The book considers foundational thinking in quantum theory, focusing on the role the fundamental principles and principle thinking there, including thinking that leads to the invention of new principles, which is, the book contends, one of the ultimate achievements of theoretical thinking in physics and beyond. The focus on principles, prominent during the rise and in the immediate aftermath of quantum theory, has been uncommon in more recent discussions and debates concerning it. The book argues, however, that exploring the fundamental principles and principle thinking is exceptionally helpful in addressing the key issues at stake in quantum foundations and the seemingly interminable debates concerning them. Principle thinking led to major breakthroughs throughout the history of quantum theory, beginning with the old quantum theory and quantum mechanics, the first definitive quantum theory, which it remains within its proper (nonrelativistic) scope. It has, the book also argues, been equally important in quantum field theory, which has been the frontier of quantum theory for quite a while now, and more recently, in quantum information theory, where principle thinking was given new prominence. The approach allows the book to develop a new understanding of both the history and philosophy of quantum theory, from Planck’s quantum to the Higgs boson, and beyond, and of the thinking the key founding figures, such as Einstein, Bohr, Heisenberg, Schrödinger, and Dirac, as well as some among more recent theorists. The book also extensively considers the nature of quantum probability, and contains a new interpretation of quantum mechanics, “the statistical Copenhagen interpretation.” Overall, the book’s argument is guided by what Heisenberg called “the spirit of Copenhagen,” which is defined by three great divorces from the preceding foundational thinking in physics―reality from realism, probability from causality, and locality from relativity―and defined the fundamental principles of quantum theory accordingly.

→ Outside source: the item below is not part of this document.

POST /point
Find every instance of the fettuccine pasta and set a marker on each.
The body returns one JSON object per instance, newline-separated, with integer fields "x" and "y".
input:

There is a very good natural philosophical style summary of much of the core development of quantum theory in this book, which I found to be very useful. I also found the RWR approach, reality without realism, to be an interesting counterpoint to my own perspectives, (and it is also a counterpoint to the ideas of someone such as Penrose who would emphasise Platonism, realism, and an approach of getting the quantum from general relativity, rather than the other way round, also I don't believe Penrose is particularly sympathetic to the informational approach).
Personally though, I don't think this approach really tells us very much beyond the fact that he wants to focus on the informational and operational angle, and ignore reality where it goes beyond information that we can gather about things. It is a fair enough pragmatic stance, but I don't think it gives us the kind of reality we need for a foundational physical theory to have the force that it should. Basically the whole point seems to be to embrace the incomplete Copenhagen interpretation as being somehow complete and end the discussion there.
I don't think it is enough, but I am personally still very interested in the boundaries of the informational approach, because where it reaches its limit is where I think we can discover something new. The whole celular automata stuff is something I will need to pursue and read more on somewhere else, perhaps Gerard T'hooft or some other person can provide a focused account of this aspect of the theory. Whether we can ever truly get It from Bit, I remain slightly unconvinced because a lot of it revolves around moving one step down the chain of interpretation to the representation of the thing, and pretending that the representation is the thing, which I think is always a dangerous move, due to the hypostatisation involved.